The Girls Are Standing

Irish girls“On Good Friday the shops were closed and every place was sad. Purple-sad. Death-sad.”
Description of Dublin, The Country Girls

In 1960 Caithleen Brady and Baba Brennan stepped onto the pages of Irish literature in The Country Girls, and in this short novel, the two girls helped set off a firestorm against the book and the author, Edna O’Brien. I mentioned in an earlier blog post that this book was banned by the Irish censorship board (in a time when they still had such a thing), and the book was burned in O’Brien’s home town by a priest.

Regarding the controversy caused by this book, O’Brien said much later that it was caused in part because “there had not been a tradition of women writers” and also because at the time she wrote, Ireland had a “narrow, claustrophobic, judgemental religion”. Nevertheless, the book inspired other Irish writers, and nearly a quarter of a century later, it was made into a movie in 1984.

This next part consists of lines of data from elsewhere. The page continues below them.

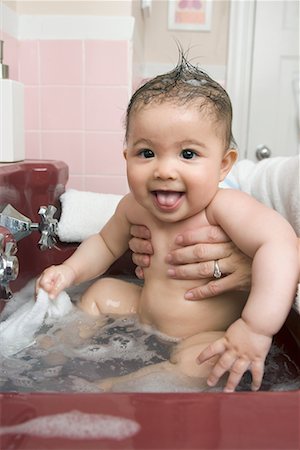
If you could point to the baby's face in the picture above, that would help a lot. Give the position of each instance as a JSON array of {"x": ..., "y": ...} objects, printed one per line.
[{"x": 175, "y": 159}]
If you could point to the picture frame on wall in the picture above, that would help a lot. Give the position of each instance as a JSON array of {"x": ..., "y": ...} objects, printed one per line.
[{"x": 189, "y": 15}]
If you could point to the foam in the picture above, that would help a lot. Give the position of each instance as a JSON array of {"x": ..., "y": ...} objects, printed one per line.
[
  {"x": 75, "y": 352},
  {"x": 76, "y": 425},
  {"x": 17, "y": 331}
]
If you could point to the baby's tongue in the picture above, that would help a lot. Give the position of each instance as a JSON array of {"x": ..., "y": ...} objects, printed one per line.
[{"x": 166, "y": 198}]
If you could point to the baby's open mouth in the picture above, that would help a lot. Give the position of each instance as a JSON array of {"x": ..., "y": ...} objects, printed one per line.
[{"x": 167, "y": 199}]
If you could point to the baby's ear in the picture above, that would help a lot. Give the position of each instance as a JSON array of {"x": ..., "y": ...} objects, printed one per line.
[{"x": 228, "y": 160}]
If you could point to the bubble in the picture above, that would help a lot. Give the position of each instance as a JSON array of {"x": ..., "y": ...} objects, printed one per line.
[{"x": 76, "y": 425}]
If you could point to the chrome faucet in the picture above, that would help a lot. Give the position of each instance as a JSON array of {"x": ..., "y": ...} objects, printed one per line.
[{"x": 14, "y": 226}]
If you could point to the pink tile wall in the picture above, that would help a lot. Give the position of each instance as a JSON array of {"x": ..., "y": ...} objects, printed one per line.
[{"x": 76, "y": 94}]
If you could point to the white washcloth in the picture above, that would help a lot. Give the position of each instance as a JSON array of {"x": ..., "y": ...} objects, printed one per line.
[
  {"x": 18, "y": 330},
  {"x": 84, "y": 213}
]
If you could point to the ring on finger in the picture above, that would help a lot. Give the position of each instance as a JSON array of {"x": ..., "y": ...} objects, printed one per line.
[{"x": 217, "y": 271}]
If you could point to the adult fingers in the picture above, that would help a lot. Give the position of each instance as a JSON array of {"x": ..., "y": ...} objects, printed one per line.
[
  {"x": 199, "y": 253},
  {"x": 213, "y": 288},
  {"x": 257, "y": 370},
  {"x": 139, "y": 273}
]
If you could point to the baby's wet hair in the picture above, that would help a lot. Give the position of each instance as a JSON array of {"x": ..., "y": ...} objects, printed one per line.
[{"x": 186, "y": 84}]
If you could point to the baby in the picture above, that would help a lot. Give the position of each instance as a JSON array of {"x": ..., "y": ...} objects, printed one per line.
[{"x": 179, "y": 147}]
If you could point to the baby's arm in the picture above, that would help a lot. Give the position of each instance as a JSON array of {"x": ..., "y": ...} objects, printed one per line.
[
  {"x": 92, "y": 258},
  {"x": 264, "y": 235}
]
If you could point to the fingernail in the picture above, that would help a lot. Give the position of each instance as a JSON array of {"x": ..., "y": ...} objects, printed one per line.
[
  {"x": 169, "y": 257},
  {"x": 228, "y": 391},
  {"x": 179, "y": 239},
  {"x": 171, "y": 273},
  {"x": 189, "y": 296}
]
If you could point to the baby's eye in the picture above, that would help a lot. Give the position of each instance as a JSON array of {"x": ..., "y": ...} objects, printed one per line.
[
  {"x": 188, "y": 154},
  {"x": 146, "y": 153}
]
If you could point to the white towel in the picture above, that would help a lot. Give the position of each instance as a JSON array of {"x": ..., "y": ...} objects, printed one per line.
[
  {"x": 84, "y": 213},
  {"x": 18, "y": 330},
  {"x": 274, "y": 182}
]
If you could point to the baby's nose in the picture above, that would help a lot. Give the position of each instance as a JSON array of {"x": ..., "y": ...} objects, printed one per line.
[{"x": 165, "y": 170}]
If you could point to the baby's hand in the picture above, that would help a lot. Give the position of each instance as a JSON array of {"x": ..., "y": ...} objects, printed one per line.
[
  {"x": 55, "y": 278},
  {"x": 240, "y": 349}
]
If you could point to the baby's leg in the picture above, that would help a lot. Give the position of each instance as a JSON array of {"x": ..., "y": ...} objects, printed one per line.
[
  {"x": 183, "y": 361},
  {"x": 110, "y": 296}
]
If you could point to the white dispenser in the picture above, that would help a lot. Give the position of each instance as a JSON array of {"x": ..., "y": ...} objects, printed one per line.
[{"x": 11, "y": 116}]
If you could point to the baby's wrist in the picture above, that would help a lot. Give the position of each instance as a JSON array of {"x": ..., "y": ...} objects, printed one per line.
[
  {"x": 64, "y": 264},
  {"x": 257, "y": 328}
]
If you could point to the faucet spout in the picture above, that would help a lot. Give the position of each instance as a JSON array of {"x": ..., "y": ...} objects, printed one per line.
[
  {"x": 19, "y": 225},
  {"x": 9, "y": 264}
]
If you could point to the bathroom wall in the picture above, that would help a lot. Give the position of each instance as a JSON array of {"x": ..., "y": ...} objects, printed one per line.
[{"x": 79, "y": 60}]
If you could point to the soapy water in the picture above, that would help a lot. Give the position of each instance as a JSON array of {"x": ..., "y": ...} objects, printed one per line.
[
  {"x": 76, "y": 425},
  {"x": 77, "y": 351}
]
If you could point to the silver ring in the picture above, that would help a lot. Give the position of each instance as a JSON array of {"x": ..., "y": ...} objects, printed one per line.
[{"x": 217, "y": 272}]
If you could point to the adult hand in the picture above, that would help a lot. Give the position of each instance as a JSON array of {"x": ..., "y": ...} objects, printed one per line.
[{"x": 195, "y": 258}]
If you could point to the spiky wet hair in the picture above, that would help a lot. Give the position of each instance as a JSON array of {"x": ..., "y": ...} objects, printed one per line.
[{"x": 185, "y": 84}]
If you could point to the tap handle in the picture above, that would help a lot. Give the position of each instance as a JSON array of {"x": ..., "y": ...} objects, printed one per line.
[
  {"x": 48, "y": 227},
  {"x": 9, "y": 266}
]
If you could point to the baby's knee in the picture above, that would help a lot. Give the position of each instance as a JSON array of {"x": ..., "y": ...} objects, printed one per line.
[{"x": 110, "y": 296}]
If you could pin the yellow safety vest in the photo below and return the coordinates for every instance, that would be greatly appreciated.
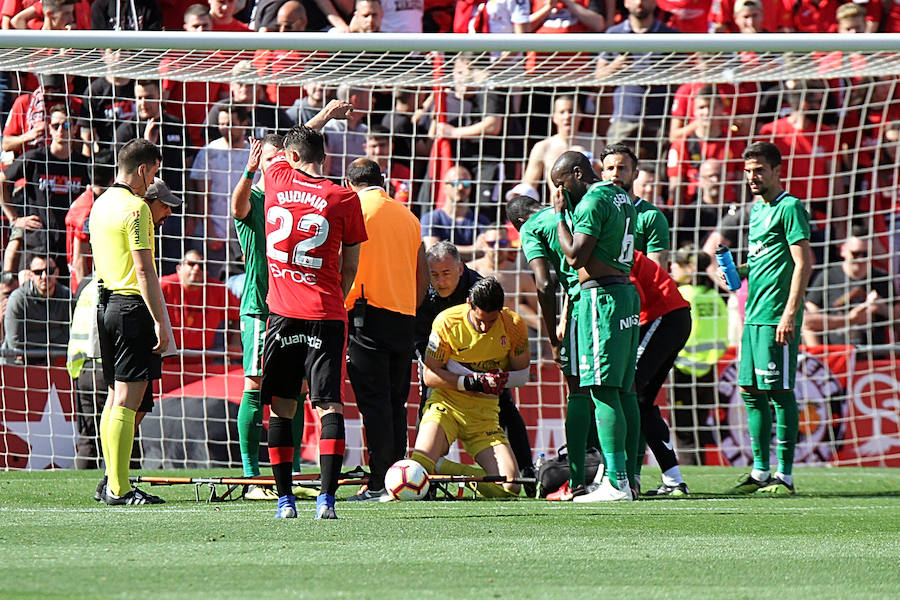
(709, 331)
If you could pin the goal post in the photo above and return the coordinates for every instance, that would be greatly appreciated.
(496, 99)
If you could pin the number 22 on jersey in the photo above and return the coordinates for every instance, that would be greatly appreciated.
(284, 221)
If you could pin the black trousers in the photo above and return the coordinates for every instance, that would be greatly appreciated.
(380, 360)
(661, 341)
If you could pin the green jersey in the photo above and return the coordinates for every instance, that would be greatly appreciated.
(607, 214)
(651, 231)
(252, 235)
(774, 226)
(539, 240)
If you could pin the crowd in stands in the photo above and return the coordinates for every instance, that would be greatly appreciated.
(839, 137)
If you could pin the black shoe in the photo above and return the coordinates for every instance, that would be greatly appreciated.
(530, 489)
(133, 498)
(100, 494)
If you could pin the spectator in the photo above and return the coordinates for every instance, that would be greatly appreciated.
(571, 16)
(54, 176)
(325, 15)
(694, 377)
(222, 13)
(402, 16)
(26, 127)
(110, 102)
(398, 179)
(709, 137)
(638, 110)
(810, 153)
(812, 16)
(190, 101)
(291, 17)
(197, 303)
(367, 16)
(687, 16)
(345, 140)
(78, 239)
(134, 15)
(265, 117)
(37, 316)
(309, 104)
(454, 221)
(499, 261)
(882, 15)
(475, 120)
(849, 303)
(567, 118)
(390, 283)
(215, 172)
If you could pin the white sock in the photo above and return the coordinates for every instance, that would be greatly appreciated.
(672, 477)
(760, 475)
(788, 479)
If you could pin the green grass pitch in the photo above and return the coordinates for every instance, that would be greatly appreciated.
(839, 537)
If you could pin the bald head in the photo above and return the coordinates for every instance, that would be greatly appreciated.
(363, 173)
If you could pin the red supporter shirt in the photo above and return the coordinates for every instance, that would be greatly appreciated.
(687, 16)
(658, 291)
(308, 219)
(196, 312)
(775, 17)
(807, 156)
(77, 228)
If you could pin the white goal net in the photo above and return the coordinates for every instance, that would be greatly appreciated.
(501, 107)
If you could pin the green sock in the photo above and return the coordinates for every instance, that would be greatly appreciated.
(787, 425)
(297, 430)
(611, 429)
(250, 431)
(759, 422)
(579, 422)
(635, 444)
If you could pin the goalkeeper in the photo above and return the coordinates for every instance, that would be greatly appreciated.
(475, 350)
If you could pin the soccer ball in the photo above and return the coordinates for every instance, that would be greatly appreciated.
(406, 480)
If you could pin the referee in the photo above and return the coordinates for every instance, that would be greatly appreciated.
(130, 310)
(390, 283)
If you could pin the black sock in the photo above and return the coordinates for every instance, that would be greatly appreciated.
(281, 453)
(331, 451)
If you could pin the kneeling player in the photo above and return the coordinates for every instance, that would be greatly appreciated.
(475, 350)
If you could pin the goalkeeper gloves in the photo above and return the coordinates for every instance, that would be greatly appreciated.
(484, 383)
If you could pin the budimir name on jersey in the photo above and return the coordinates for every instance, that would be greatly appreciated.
(298, 197)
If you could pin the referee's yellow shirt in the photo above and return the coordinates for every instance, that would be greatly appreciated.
(120, 222)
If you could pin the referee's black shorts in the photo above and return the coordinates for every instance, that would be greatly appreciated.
(127, 338)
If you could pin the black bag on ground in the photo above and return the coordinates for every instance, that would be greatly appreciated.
(555, 471)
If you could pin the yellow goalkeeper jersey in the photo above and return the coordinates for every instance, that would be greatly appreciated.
(453, 337)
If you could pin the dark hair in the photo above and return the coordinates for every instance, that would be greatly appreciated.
(519, 208)
(196, 10)
(275, 140)
(363, 171)
(619, 149)
(307, 142)
(138, 152)
(767, 151)
(486, 294)
(442, 250)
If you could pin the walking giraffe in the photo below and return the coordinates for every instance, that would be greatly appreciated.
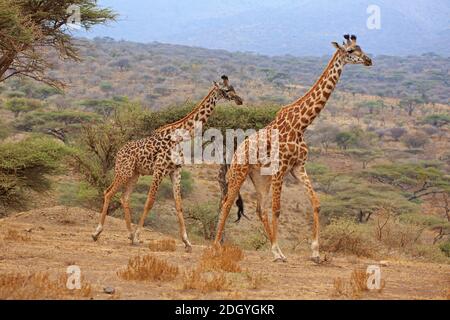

The story is told in first person, so every word in the book is Caithleen’s voice, every thought is her thought. She is a somewhat naive girl, and the author shows Caithleen feeling insecure, not knowing things, and discovering new aspects of life. Throughout the novel, Caithleen is accompanied by her friend Baba, as they go together to a convent school and then room together in Dublin. Baba comes across as more sophisticated, more daring, and occasionally harsh toward Caithleen, so that their friendship can be baffling to understand sometimes.

Although The Country Girls is a fairly short book, written in just three weeks, it leads the reader through a great transition in the life of Caithleen. When we come into her story, she is a young girl living with her mother and father in a country house outside a small town. The novel then has her leave home to go to the convent high school, and by the end Caithleen is a young, but independent, woman living in Dublin.

O’Brien wrote this book in what is usually considered a realistic style, using a straightforward narrative to move the story forward. As an aspect of that style, there is a great attention to the details of each scene, as if it were the author’s purpose to meticulously record the settings and incidents she was describing. When the girls first arrive in Dublin, for instance, the man they rent from is described sitting in a dining room:

“There was a piano in one corner, and next to it was a sideboard that had framed photographs on top of it, and opposite that was a china cabinet. It was stuffed with glasses, cups, mugs, and all sorts of souvenirs. Sitting at the table was a bald, middle-aged man eating a boiled egg.”

An aspect of the novel that must have caused some heartburn is a strongly irreverent attitude toward religion, seen in the attitudes of several characters, or in the way Baba speaks (once when Caithleen doesn’t want to go somewhere, Baba says, “In Christ’s name, why not?”). In addition, there are scenes in the convent school that make the nuns look foolish, at best, such as a nun who reads an obscene note, has a mental breakdown, and has to be taken away.

What surely set the Guardians of Morality to goose-stepping when this book was first published was the sexual element. Though those references are mild by modern standards, the mere presence of sexual implications was pushing against the barbed wire of social rules in 1960. Furthermore, the novel was written by a woman about young women on their own. Not only did the Catholic Church want to control sexuality, but in particular, they wanted ironfist control over women’s sexuality, like nearly every religion and culture on the planet earth. Some things don’t change.

This book, at its heart, is about two village girls yearning to experience life, to eat some of the sweet fruit that all people reach for. Caithleen is also aching for romance, and over the course of the book, we see her pursuing a possibility that may strike most readers as not a very good idea.

In an interview a few years ago about this book, Edna O’Brien said that “a lot of literature and the literature that I admire is about longing”, and this novel very much embodies basic human longing. Desire for something more, something better, runs through the book for practically every character. In the same interview, O’Brien also said that “writing is from the unconscious”, and in The Country Girls she has reached into her own unconscious to pull out Caithleen and Baba as representations not only of Irish girls in their time, but of what it is like to be human at any time.